BISMARCK -- A North Dakota House member from Jamestown said Thursday she "had a lapse in judgment," when she referred to Rep. Al Carlson of Fargo as a Nazi on Twitter.


Rep. Jessica Haak, a Democrat, was tweeting about the debate on funding private schools during the floor session Wednesday when she tweeted that Carlson, the Republican majority leader, instructed her not to tweet things happening on the floor.

She relayed his instruction in a tweet naming him and using the hashtag "Nazi."

Haak deleted the tweet and issued an apology via Twitter: "The term I used in a previous post is often thrown around carelessly. I regret my error and apologize to Majority Leader Al Carlson."

Carlson said Haak's tweet violates the rules of conduct and was over the line. He asked Haak to issue a formal apology.

"I wanted her to apologize to the full body," he said Thursday afternoon. "We have a set of rules we have to follow."

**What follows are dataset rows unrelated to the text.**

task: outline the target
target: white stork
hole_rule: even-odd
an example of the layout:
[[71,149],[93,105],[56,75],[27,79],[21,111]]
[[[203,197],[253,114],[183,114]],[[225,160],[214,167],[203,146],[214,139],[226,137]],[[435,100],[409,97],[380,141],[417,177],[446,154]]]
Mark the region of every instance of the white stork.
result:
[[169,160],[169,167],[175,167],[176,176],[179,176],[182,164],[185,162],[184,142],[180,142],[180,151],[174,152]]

Haak issued a formal apology in a prepared statement to the House body before any floor action was taken Thursday morning.

"As representatives of the people of North Dakota we have an obligation to treat every aspect of this seat with the utmost respect," she said. "We must respect one another in our deliberations in committee and beyond these walls. Do we falter, yes, and I have had a lapse in judgment and with that, I apologize."

Following her apology, Carlson stood up and noted how difficult it was for her to apologize, "not anyone of us, at some point in time, has said or written something we wish we hadn't done, but this a very special place we get to be.

"We can't let personalities get in the way of policy," he said on the floor. "The comments are well taken and accepted but we need to make sure we do our job, pay attention to the issues we have at hand and have the best interest of the citizens when we vote."

Carlson said Thursday afternoon, "it's a lesson to be learned," adding that he knows many other legislators are using social media sites during the floor session, and the issue may be raised during the interim session when discussing decorum and rules for the floor.